AI research tools are becoming more and more popular, with one in four American reporting using AI instead of traditional search engines. However, here is an important note: these AI chatbots do not always provide precise information.
A recent study by the Tow Center for Digital Journalism, reported by Columbia Journalism ReviewIndicates that chatbots are struggling to recover and cite the content of the news. Even more about is their tendency to invent information when they do not have the right answer.
Ai chatbots Tested for the survey included many “best”, especially CatPerplexity, pro perplexity, In depthCopilot of Microsoft, Grok-2, Grok-3 and Google Gemini.
In tests, AI chatbots have received direct extracts from 10 online articles published by various points of sale. Each chatbot received 200 requests, representing 10 articles out of 20 different publishers, for 1,600 requests. The chatbots were invited to identify the title of each article, its original publisher, the date of publication and the URL.
Similar tests carried out with traditional search engines managed to provide correct information. However, IA chatbots did not work as well.
The results have indicated that chatbots often find it difficult to refuse the questions they cannot answer with precision, frequently providing incorrect or speculative responses instead. Premium chatbots tend to provide incorrect responses with confidence more often than their free counterparts. In addition, many chatbots seemed to ignore the preferences of the ROBOT exclusion protocol (REP), that websites use to communicate with web robots such as engine search robots.

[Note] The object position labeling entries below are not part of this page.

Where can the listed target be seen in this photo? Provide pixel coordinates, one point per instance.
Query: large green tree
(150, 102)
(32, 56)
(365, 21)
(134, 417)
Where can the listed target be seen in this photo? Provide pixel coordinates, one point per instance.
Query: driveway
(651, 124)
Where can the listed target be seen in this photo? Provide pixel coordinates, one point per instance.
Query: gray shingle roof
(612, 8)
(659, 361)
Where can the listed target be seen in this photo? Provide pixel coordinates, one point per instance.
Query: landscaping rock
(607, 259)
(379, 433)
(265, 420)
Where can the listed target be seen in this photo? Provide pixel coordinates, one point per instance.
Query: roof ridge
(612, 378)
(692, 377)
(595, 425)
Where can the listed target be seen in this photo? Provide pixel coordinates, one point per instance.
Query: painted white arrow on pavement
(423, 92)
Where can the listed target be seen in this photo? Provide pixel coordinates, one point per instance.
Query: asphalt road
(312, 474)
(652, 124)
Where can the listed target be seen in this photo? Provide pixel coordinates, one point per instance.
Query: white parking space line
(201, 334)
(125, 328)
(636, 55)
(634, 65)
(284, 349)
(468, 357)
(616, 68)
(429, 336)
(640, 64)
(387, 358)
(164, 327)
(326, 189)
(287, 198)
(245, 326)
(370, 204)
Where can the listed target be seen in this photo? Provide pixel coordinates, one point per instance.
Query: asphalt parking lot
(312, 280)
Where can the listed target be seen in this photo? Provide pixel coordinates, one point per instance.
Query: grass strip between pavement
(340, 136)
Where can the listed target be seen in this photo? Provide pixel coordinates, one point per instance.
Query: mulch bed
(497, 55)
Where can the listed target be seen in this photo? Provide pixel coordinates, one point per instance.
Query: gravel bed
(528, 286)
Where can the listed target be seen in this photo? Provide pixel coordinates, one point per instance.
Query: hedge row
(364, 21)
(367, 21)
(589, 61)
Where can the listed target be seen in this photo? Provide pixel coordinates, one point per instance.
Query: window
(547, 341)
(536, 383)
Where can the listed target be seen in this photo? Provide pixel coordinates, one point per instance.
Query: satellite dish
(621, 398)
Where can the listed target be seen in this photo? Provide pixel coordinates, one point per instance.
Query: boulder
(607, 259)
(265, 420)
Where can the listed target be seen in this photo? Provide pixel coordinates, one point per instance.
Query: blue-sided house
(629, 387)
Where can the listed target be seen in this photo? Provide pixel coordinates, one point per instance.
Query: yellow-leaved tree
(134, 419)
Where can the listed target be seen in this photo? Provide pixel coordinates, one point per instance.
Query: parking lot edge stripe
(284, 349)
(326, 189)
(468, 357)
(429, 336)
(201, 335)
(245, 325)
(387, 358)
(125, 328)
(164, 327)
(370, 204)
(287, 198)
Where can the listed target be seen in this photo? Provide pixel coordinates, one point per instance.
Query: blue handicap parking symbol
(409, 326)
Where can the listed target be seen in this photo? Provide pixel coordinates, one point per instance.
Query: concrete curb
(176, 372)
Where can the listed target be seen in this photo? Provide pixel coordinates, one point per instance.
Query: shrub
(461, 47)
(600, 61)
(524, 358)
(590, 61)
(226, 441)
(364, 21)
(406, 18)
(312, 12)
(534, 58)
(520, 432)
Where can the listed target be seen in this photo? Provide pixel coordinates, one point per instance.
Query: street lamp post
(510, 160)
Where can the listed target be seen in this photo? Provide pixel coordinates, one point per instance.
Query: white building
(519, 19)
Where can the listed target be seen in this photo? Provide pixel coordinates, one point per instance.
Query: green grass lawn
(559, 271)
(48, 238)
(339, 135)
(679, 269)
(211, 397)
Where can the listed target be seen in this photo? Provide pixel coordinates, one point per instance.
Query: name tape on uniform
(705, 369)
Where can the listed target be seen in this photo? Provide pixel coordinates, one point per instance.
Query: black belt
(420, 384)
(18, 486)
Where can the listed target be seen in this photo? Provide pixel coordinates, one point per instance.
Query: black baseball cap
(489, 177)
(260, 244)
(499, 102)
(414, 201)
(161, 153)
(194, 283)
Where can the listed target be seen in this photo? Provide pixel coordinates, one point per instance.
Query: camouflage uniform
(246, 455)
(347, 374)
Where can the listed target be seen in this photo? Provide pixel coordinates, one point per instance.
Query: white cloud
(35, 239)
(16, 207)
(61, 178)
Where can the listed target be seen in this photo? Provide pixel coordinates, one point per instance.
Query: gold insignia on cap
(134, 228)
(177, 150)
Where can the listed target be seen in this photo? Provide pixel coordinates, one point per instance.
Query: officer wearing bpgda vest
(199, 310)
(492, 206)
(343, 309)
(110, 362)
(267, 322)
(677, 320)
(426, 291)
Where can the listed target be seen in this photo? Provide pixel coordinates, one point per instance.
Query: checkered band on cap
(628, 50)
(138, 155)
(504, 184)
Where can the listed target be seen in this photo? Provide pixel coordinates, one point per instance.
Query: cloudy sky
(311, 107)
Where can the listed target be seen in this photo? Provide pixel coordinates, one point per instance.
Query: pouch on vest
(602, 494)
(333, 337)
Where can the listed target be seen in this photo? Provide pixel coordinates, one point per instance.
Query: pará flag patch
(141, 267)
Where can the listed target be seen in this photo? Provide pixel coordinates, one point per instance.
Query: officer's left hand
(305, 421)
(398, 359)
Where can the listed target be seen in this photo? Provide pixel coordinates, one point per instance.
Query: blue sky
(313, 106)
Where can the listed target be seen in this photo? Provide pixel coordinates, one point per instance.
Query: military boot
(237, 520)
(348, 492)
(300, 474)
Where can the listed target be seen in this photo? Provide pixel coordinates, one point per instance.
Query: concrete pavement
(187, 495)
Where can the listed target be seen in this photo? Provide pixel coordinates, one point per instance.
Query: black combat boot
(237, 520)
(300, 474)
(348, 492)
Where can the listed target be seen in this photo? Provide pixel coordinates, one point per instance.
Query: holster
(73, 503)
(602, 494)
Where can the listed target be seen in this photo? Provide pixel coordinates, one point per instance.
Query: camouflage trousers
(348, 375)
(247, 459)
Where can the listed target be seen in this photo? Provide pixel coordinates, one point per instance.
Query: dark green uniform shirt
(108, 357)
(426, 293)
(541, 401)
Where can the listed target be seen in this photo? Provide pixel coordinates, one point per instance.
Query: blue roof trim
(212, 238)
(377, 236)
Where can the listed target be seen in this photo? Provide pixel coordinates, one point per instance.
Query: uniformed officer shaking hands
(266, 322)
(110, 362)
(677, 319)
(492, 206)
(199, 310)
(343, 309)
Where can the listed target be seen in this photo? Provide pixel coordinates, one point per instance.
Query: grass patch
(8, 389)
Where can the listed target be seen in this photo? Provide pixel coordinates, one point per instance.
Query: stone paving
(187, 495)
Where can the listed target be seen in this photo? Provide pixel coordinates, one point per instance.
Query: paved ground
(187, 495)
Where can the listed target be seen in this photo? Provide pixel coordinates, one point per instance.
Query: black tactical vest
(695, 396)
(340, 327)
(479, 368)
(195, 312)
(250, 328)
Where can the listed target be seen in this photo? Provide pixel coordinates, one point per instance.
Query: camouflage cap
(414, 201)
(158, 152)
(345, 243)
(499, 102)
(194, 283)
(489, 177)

The survey also revealed that generative research tools were subject to making links and citing unionized or copied versions of articles. In addition, content license agreements with information sources do not guarantee specific quotes in Chatbot responses.
What can you do?
What comes out the most in the results of this survey is not only that AI chatbots often provide incorrect information, but that they do it with alarming confidence. Instead of admitting that they do not know the answer, they tend to respond with sentences like “it appears”, “it is possible” or “could”.
For example, Chatgpt has wrongly identified 134 articles, but only reported uncertainty 15 times on 200 responses and has never refrained from providing an answer.
Based on the investigation results, it is probably wise not to count exclusively on AI chatbots to obtain answers. Instead, a combination of traditional research methods and AI tools is recommended. At the very least, the use of several AI chatbots to find an answer can be beneficial. Otherwise, you risk obtaining incorrect information.
For the future, I would not be surprised to see a consolidation of IA chatbots because the best are distinguished by the best quality. Finally, their results will be as precise as those of traditional search engines. When it happens, it is the assumption of anyone.